Death makes me feel
uncomfortable. It is an unexplainable realm beyond words, space and time. I
admit that whenever I watch the (local) news, the word death or being killed doesn’t
mean anything to me anymore but a mere statistics of the consequences of living
in Metro Manila.
But there will be a
time when death will look at you straight in the eye. And it will appear to be
something very frightful that it takes away your peaceful nights into an
unending awful day dreaming and restless turning and tossing in bed. It is
again because, I personally fear death because I don’t understand what it means
to the person who departed especially if these people meant something to me in
the past or present. I fear death because of the pain of knowing that anytime
in this life, God can take away your loved ones.
I look at it in
different ways and even when I write down all these, I still can’t understand
its mystery. So they say that death is inevitable. It will happen to all of us.

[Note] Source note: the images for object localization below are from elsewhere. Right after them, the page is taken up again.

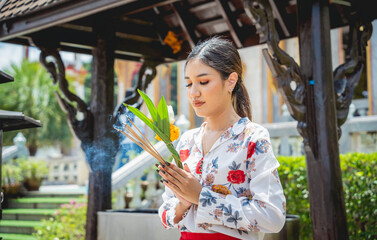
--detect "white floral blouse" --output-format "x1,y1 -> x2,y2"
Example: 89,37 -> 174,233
158,117 -> 286,240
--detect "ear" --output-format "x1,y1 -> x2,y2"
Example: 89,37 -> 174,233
227,72 -> 238,91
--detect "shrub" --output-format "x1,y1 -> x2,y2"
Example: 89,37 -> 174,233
1,164 -> 23,199
340,153 -> 377,239
34,199 -> 87,240
278,152 -> 377,240
17,158 -> 49,180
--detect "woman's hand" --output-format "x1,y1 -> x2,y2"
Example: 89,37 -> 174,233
158,163 -> 202,205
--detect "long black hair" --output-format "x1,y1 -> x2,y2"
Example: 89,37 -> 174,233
186,37 -> 252,120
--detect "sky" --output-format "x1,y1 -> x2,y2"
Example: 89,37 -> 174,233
0,42 -> 92,71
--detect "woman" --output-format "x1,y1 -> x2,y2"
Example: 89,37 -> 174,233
157,37 -> 286,240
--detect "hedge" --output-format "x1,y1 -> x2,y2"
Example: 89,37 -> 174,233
278,152 -> 377,240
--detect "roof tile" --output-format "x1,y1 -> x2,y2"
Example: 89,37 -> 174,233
0,0 -> 68,21
16,0 -> 26,8
1,4 -> 10,13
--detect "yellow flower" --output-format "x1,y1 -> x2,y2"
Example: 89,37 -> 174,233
155,124 -> 180,142
212,185 -> 231,196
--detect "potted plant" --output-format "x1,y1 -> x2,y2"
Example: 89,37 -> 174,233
1,164 -> 23,198
18,158 -> 49,191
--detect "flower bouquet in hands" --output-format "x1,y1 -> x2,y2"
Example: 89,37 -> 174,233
116,89 -> 183,169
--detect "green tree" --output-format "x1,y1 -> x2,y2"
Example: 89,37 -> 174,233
0,59 -> 72,155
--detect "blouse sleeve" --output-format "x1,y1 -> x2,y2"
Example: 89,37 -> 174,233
195,127 -> 286,233
158,184 -> 181,229
158,133 -> 190,229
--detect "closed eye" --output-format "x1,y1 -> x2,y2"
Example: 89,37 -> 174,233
185,81 -> 209,88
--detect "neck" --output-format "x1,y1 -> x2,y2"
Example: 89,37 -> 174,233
205,105 -> 241,132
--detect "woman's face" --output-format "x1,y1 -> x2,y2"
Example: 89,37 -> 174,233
185,58 -> 231,118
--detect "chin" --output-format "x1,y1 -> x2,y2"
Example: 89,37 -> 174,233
193,108 -> 206,118
194,109 -> 213,119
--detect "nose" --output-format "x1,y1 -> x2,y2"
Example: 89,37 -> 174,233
188,83 -> 200,98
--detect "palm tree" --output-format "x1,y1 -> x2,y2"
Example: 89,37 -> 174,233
0,59 -> 72,155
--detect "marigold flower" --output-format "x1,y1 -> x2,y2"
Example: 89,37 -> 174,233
155,124 -> 180,142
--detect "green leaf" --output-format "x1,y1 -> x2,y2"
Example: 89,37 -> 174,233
124,104 -> 154,130
137,89 -> 157,122
157,96 -> 170,139
124,103 -> 170,143
124,102 -> 183,169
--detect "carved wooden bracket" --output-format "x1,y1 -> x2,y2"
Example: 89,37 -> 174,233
113,59 -> 160,121
30,38 -> 94,153
334,19 -> 372,129
244,0 -> 308,142
245,0 -> 373,141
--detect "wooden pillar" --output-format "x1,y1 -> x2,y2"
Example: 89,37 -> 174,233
85,19 -> 117,240
297,0 -> 349,239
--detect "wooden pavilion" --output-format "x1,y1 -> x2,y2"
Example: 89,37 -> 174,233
0,0 -> 376,239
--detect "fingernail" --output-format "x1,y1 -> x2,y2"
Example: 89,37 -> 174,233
163,179 -> 168,183
166,162 -> 171,166
160,179 -> 163,183
155,164 -> 159,168
161,170 -> 166,174
156,169 -> 160,173
161,163 -> 166,168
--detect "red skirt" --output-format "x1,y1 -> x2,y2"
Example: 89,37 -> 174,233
180,232 -> 240,240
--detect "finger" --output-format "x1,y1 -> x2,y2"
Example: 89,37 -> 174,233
183,163 -> 191,173
159,165 -> 187,185
157,168 -> 178,184
163,162 -> 188,180
161,179 -> 184,196
157,167 -> 186,189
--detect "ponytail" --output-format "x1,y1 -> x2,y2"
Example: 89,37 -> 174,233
232,80 -> 252,120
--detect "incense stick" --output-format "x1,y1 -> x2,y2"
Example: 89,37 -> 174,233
115,128 -> 165,164
115,123 -> 167,165
124,117 -> 168,165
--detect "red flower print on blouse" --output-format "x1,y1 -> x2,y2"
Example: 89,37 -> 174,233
247,141 -> 256,159
195,158 -> 203,174
179,149 -> 190,162
161,210 -> 168,228
227,170 -> 246,184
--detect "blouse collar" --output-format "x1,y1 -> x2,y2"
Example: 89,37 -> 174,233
193,117 -> 250,156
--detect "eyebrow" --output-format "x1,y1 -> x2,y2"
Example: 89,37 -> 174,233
185,73 -> 210,79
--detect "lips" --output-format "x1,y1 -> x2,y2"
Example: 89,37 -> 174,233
192,100 -> 205,108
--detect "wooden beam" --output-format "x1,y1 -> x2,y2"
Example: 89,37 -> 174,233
60,20 -> 159,41
215,0 -> 242,48
114,20 -> 158,41
0,0 -> 138,41
195,17 -> 224,32
297,0 -> 349,239
189,1 -> 217,13
269,0 -> 291,37
27,26 -> 173,60
119,0 -> 180,16
171,2 -> 199,48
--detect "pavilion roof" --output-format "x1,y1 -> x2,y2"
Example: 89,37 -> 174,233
0,0 -> 373,63
0,0 -> 69,22
0,70 -> 13,83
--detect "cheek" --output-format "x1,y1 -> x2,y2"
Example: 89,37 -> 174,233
206,84 -> 227,103
205,83 -> 223,97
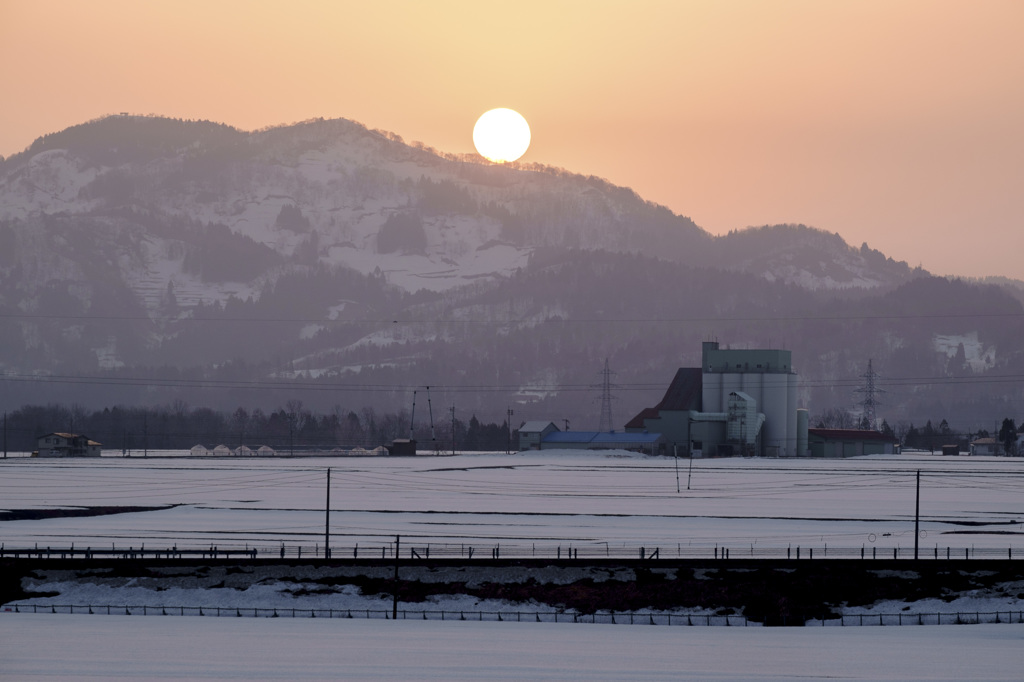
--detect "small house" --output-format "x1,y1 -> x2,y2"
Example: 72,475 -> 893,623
35,433 -> 102,457
386,439 -> 417,456
517,422 -> 559,451
970,437 -> 999,456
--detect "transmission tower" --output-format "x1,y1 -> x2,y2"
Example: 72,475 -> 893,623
596,358 -> 618,432
854,359 -> 884,429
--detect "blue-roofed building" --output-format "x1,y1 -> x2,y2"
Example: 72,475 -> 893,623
520,427 -> 666,454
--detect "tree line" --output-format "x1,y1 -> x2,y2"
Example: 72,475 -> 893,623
1,403 -> 512,454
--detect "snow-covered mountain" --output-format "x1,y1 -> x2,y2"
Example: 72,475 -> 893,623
0,115 -> 915,303
1,115 -> 1021,428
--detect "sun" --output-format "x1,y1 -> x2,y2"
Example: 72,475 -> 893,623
473,108 -> 531,163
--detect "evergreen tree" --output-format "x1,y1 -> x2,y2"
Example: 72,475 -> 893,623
999,418 -> 1017,456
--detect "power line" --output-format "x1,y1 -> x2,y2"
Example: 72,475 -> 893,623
4,370 -> 1024,394
2,310 -> 1023,324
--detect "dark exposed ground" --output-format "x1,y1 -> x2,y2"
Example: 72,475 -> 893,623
0,506 -> 175,522
4,558 -> 1024,626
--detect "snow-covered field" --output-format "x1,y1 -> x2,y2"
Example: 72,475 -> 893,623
4,451 -> 1024,680
3,449 -> 1023,554
3,614 -> 1023,681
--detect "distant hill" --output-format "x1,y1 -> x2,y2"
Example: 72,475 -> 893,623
1,114 -> 1020,431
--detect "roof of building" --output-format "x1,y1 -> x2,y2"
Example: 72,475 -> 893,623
624,407 -> 660,430
39,432 -> 101,445
519,421 -> 559,434
590,431 -> 664,444
808,428 -> 898,443
624,367 -> 703,428
543,430 -> 663,445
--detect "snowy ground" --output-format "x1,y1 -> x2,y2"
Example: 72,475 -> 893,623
3,449 -> 1023,554
4,451 -> 1024,679
3,614 -> 1023,681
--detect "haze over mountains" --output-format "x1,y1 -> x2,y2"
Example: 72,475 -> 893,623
1,115 -> 1021,431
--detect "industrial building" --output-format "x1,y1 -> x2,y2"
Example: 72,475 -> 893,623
626,341 -> 805,457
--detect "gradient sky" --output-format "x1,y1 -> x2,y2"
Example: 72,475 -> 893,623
2,0 -> 1021,279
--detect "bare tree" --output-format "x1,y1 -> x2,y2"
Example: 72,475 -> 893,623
813,407 -> 857,429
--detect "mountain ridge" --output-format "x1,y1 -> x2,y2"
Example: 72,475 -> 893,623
1,114 -> 1021,431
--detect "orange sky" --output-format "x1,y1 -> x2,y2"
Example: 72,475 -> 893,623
2,0 -> 1021,279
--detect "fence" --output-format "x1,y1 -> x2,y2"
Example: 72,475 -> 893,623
5,603 -> 1024,627
2,603 -> 746,625
1,542 -> 1020,562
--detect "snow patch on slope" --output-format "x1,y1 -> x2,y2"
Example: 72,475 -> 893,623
933,332 -> 995,372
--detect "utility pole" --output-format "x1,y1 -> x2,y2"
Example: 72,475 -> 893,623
392,535 -> 400,620
3,412 -> 6,458
143,413 -> 148,458
914,470 -> 920,560
450,405 -> 456,456
506,408 -> 514,454
673,444 -> 680,493
409,390 -> 417,440
324,468 -> 331,559
425,386 -> 437,455
687,451 -> 694,491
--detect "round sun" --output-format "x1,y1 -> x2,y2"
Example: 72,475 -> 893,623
473,108 -> 531,163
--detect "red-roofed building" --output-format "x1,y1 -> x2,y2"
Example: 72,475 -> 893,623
807,428 -> 898,457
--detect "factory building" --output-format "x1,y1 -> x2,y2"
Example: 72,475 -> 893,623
626,341 -> 806,457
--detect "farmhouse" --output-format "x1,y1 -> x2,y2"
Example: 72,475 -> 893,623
970,437 -> 1000,456
517,421 -> 559,450
35,432 -> 102,457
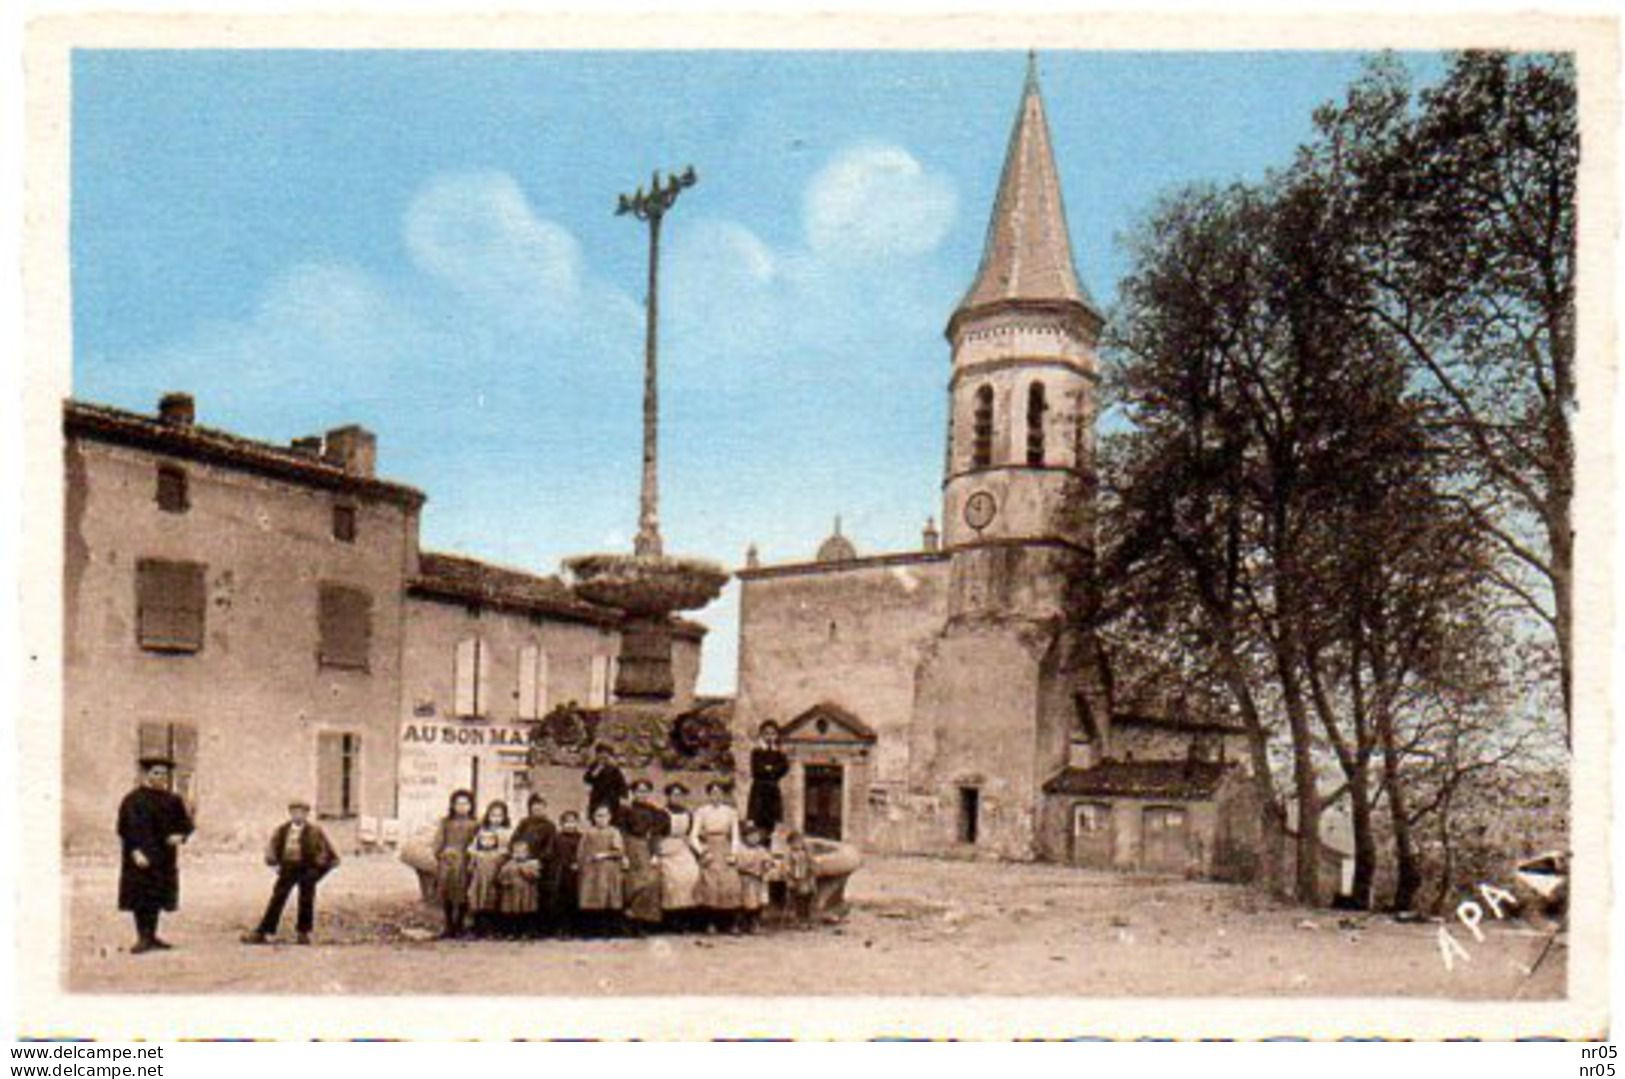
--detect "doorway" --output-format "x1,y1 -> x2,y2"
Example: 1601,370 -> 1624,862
957,786 -> 981,845
803,764 -> 844,840
1141,805 -> 1190,873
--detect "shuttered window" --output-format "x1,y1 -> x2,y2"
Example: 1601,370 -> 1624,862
1026,381 -> 1048,466
517,644 -> 548,721
316,731 -> 361,819
137,721 -> 198,803
972,385 -> 995,468
317,585 -> 371,670
588,654 -> 612,709
454,637 -> 488,717
136,559 -> 206,653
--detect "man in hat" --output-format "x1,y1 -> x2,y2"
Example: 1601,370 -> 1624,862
116,755 -> 194,954
583,743 -> 628,827
242,797 -> 340,945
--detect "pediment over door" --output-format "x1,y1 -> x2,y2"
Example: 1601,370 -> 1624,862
782,702 -> 877,747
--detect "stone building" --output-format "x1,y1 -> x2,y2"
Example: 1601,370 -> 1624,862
734,63 -> 1259,873
63,394 -> 423,851
62,393 -> 705,851
397,551 -> 702,834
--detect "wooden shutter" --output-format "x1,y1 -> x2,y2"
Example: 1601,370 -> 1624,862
536,650 -> 550,717
136,560 -> 205,652
588,655 -> 609,708
318,585 -> 371,669
517,645 -> 539,720
454,638 -> 477,716
316,732 -> 344,817
476,639 -> 490,716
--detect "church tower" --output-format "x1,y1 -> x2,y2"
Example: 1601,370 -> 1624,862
908,56 -> 1101,859
941,55 -> 1101,622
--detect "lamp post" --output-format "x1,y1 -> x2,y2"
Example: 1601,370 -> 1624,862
616,165 -> 697,559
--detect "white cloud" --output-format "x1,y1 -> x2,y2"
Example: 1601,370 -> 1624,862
802,143 -> 957,259
404,170 -> 587,328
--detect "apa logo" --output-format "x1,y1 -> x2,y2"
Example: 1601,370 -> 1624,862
1436,882 -> 1519,971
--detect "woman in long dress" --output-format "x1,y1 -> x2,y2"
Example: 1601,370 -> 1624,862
432,789 -> 480,939
746,721 -> 790,838
576,804 -> 627,936
657,782 -> 703,931
620,779 -> 669,930
690,780 -> 744,930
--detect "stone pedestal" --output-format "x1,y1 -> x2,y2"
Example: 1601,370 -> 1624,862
615,614 -> 677,700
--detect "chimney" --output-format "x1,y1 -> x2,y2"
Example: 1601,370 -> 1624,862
158,392 -> 195,427
289,436 -> 323,458
1067,738 -> 1099,770
745,543 -> 761,570
323,425 -> 377,477
922,516 -> 941,552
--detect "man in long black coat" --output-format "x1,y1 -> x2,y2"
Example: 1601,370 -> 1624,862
117,756 -> 194,953
583,744 -> 628,826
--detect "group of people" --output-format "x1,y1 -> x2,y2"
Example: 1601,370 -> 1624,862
430,727 -> 812,939
113,722 -> 807,952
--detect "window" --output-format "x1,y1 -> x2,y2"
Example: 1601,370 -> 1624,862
972,385 -> 995,468
1026,382 -> 1048,466
332,503 -> 357,543
454,637 -> 489,717
137,722 -> 198,802
155,465 -> 189,514
316,732 -> 361,819
317,585 -> 371,670
588,654 -> 612,709
136,559 -> 206,653
957,786 -> 981,845
517,644 -> 549,721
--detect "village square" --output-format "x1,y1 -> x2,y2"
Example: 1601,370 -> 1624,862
57,47 -> 1574,1000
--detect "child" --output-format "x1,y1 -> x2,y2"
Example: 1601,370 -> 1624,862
549,810 -> 584,937
783,831 -> 817,929
478,800 -> 514,848
734,825 -> 775,934
241,797 -> 339,946
497,839 -> 543,937
465,828 -> 508,938
431,789 -> 479,939
576,803 -> 628,937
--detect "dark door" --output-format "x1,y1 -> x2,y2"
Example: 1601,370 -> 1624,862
1071,801 -> 1113,868
1141,805 -> 1189,873
803,764 -> 844,840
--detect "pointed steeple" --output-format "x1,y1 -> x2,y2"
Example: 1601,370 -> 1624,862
953,54 -> 1099,333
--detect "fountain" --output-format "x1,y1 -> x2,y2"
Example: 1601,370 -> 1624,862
563,166 -> 727,703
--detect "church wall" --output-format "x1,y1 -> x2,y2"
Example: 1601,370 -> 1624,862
908,624 -> 1049,859
734,555 -> 949,844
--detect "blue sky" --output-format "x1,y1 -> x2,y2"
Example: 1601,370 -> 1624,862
70,49 -> 1445,692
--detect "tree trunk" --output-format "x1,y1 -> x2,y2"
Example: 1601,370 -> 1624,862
1380,717 -> 1421,912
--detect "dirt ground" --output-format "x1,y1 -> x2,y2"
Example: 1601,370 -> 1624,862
64,850 -> 1564,998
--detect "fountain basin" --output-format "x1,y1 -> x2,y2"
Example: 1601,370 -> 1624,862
565,552 -> 728,616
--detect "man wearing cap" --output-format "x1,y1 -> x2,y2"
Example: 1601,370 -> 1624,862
241,797 -> 340,945
116,755 -> 194,954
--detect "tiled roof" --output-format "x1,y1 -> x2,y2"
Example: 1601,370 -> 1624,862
953,60 -> 1101,330
1042,759 -> 1228,800
1113,712 -> 1250,736
63,399 -> 425,508
412,551 -> 707,638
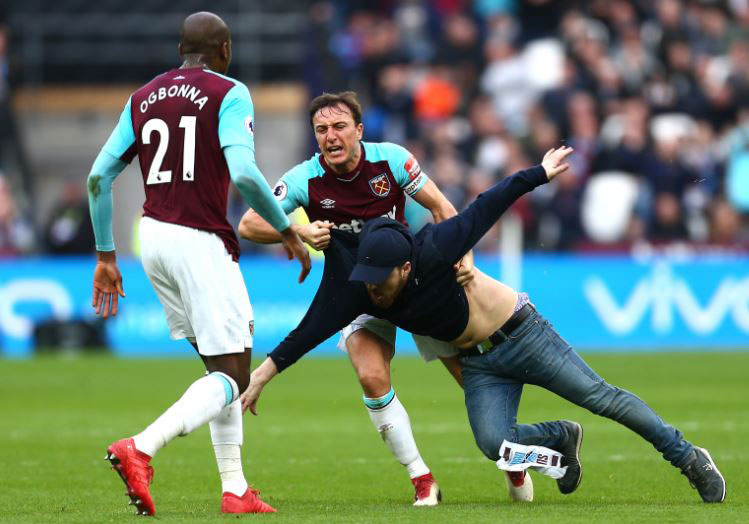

It is a part of life though it sounds pretty ironic to me.
We do good things
to other people and to our loved ones, we build fun, loving and lasting
memories with them, yet anytime they can be gone. I guess, my being selfish of
being left behind is talking in this blog. Yes, today, I want to talk about me
being selfish. I can’t talk about what it means to be dead because I am not
dead yet and I cant probably blog anymore if that’s the case. I am definitely talking
about the living. The pains and confusion that we will have to go through if
someone we love will depart. Or the crisp bitterness of the word, “regret”. I
am knocking on wood right now but I already programmed my mind that it will
happen in the future. To you or to me. To anybody. Anytime.
But even when death
is something that is certain, I want to remind myself that we have to continue to
live and be a better version of ourselves every day. If we don’t have any
choice about death, then I might as well cherish every waking moments of my
life, learn from my mistakes and always see God in everything that I do. Let us
enjoy life while we still can.
But for now, I want
to say that I felt bad about a friend who passed away. She is definitely an
angel. Again, another friend whom I think is perfect in my eyes went to Heaven.
I am still feeling so bad but I have to accept her being gone. She is now an
angel watching over her kids. May she rest in peace.